An Empirical Comparison of Video Game Companies’ Compliance with Industry Self-Regulation of Gambling-Like Loot Boxes in the US and EU/UK

Leon Y. Xiao

Loot boxes are products in video games that players buy with real-world money to obtain random rewards. Loot boxes are conceptually and psychologically similar to gambling. Concerns have been raised about vulnerable consumers, such as children and people experiencing gambling harms, overspending money and thereby experiencing harm. The regulation of gambling-like products within video games is a novel information technology law issue. On both sides of the Atlantic, loot boxes have proven very difficult to regulate, despite significant interest in doing so. In the US, multiple Bills at both state and federal levels have failed to pass. In Europe (both EU and the UK), some countries have taken more substantial regulatory action, but these have either been overturned by the court (in the Netherlands) or empirically proven to be ineffective (in Belgium). The consumer protection issues relating to loot boxes have therefore not been adequately addressed by legal means.

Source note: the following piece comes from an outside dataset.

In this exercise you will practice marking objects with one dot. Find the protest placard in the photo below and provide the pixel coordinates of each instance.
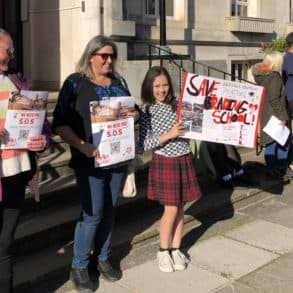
(220, 110)
(113, 133)
(24, 117)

Recognizing public concern, particularly from parents of child players, the video game industry has adopted two major industry self-regulatory measures: (i) requirements by the game age rating agencies (ESRB & PEGI) to disclose loot box presence with a label (presence warnings) and (ii) mandatory disclosure of the probabilities of obtaining random rewards (probability disclosures). This project seeks to empirically assess compliance with both measures. Has the ESRB and PEGI applied the presence warnings consistently to games? Have probability disclosures been made for the highest-grossing US Android games, and if so, have they been made prominently and accessibly? Answering these questions will shed light on whether companies have lived up to their promise of being responsible with the implementation of a potentially harmful video game technology. How might these two consumer protection measures practically be implemented better and more responsibly?

More broadly, this project hopes to contribute to our understanding of whether information technology regulation could perhaps be (partially) accomplished through industry self-regulation rather than legal state regulation.